I sindacati dei metalmeccanici intervengono sulla prossima riapertura di alcune aziende

I sindacati dei metalmeccanici, in una nota congiunta affermano di avere appreso che già a partire dall’inizio della settimana in corso, alcune aziende metalmeccaniche della provincia hanno deciso di chiedere deroga alla prefettura rispetto alle prescrizioni del DPCM del 28 marzo 2020.

"Alcune aziende - spiegano Pafundi, Seck e Uppo di FIM FIOM E UILM, interpretano in maniera “ creativa “ i Codici ATECO, mentre altre convertono tali codici appositamente per rientrare all’interno dell’elenco previsto nel decreto; pertanto assistiamo alla trasformazione di molte aziende che producono beni non essenziali, in aziende i cui beni prodotti, improvvisamente, sono considerati essenziali, il tutto in autonomia e senza autorizzazioni".

Con questa denuncia, le sigle sindacali sottolineano che "esiste una stretta relazione tra il profitto delle imprese e la salute ed addirittura la vita stessa delle lavoratrici e lavoratori che, oltre a lavorare per i propri bisogni, da sempre, con il loro servizio, fanno si che i profitti delle imprese accrescano".
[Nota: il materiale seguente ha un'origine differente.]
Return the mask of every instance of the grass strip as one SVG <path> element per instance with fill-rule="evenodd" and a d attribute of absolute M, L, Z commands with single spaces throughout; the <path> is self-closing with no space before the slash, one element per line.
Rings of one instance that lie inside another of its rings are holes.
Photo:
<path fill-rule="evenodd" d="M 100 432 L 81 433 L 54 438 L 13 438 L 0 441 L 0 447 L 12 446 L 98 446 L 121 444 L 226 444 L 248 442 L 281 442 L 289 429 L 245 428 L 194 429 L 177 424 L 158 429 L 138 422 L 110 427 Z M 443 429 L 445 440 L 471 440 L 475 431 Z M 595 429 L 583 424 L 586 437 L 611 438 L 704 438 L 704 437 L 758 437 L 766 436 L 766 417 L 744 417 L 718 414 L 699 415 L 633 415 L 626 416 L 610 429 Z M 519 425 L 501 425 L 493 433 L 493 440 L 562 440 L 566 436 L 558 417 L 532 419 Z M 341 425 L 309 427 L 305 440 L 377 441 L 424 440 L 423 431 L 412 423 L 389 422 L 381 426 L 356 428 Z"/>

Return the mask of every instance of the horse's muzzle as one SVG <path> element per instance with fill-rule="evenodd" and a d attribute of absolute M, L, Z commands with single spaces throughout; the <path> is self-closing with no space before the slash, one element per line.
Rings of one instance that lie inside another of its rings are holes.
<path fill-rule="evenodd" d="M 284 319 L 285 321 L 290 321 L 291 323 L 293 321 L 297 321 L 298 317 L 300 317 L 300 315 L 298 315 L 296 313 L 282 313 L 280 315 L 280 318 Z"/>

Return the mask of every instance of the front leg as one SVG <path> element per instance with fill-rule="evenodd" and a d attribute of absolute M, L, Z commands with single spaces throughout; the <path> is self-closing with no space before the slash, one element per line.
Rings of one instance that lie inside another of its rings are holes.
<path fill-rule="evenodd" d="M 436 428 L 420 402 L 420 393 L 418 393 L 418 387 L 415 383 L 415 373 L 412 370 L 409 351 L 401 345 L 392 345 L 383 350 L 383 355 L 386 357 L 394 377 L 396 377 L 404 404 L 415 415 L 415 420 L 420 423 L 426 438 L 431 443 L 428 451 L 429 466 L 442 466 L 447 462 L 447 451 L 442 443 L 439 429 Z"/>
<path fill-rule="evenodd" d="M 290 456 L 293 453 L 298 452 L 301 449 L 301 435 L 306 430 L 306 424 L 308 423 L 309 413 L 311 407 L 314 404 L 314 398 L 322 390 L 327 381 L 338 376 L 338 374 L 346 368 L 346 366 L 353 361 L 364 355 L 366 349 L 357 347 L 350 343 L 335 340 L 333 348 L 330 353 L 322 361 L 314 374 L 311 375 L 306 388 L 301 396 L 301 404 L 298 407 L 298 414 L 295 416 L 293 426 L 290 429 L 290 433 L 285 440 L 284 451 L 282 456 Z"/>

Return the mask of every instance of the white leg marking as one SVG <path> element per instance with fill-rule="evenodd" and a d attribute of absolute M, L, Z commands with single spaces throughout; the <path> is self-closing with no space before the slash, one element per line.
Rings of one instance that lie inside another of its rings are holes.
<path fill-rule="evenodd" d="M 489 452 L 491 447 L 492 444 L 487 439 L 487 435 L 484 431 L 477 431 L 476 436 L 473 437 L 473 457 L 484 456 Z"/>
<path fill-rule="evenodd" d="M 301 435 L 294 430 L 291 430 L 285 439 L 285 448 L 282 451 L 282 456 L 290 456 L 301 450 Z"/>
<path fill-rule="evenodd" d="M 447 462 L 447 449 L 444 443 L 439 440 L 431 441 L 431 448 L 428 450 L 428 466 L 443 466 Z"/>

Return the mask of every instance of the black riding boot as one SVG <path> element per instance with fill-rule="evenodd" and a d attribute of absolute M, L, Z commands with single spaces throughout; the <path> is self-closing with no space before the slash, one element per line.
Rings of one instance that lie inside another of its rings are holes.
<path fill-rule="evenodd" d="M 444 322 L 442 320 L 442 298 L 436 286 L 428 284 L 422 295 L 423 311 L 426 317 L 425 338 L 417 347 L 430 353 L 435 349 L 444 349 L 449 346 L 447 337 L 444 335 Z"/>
"In secondo luogo desideriamo sensibilizzare le autorità competenti affinché comprendano che sia necessario verificare che effettivamente le attività produttive che vogliono riaprire abbiano le motivazioni idonee per poterne chiedere la deroga.  Questo dramma sociale ha colpito duramente il nostro paese e tutto il mondo, non si può essere superficiali e insensibili di fronte a tanti malati e cosi tanti decessi e il fatto di riaprire così tante attività produttive nonostante i dati non siano tali da consentire ottimismo e sia tuttora vigente il DPCM del 28 marzo 2020 fino al 13 aprile (salvo proroga), potrebbe portare un potenziale aumento del pericolo di contagio tra le lavoratrici e i lavoratori, creando inoltre i presupposti di una eccessiva mobilità anche fuori dall’ambiente di lavoro".

"Rammentiamo - concludono - che il contagio di un lavoratore chiamato a lavorare, anche se sotto una finta volontarietà dello stesso, genera una responsabilità penale dell’azienda. Infine, qualora vi siano aziende che per motivi oggettivamente comprovate da vere esigenze inderogabili di lavoro, le segreterie FIM–FIOM-UILM Provinciali chiedono che sia rispettato totalmente il Protocollo di sicurezza del 14 marzo 2020, e, qualora tale richiesta non fosse messa in atto, riteniamo si debba arrivare sino ad una dichiarazione di sciopero".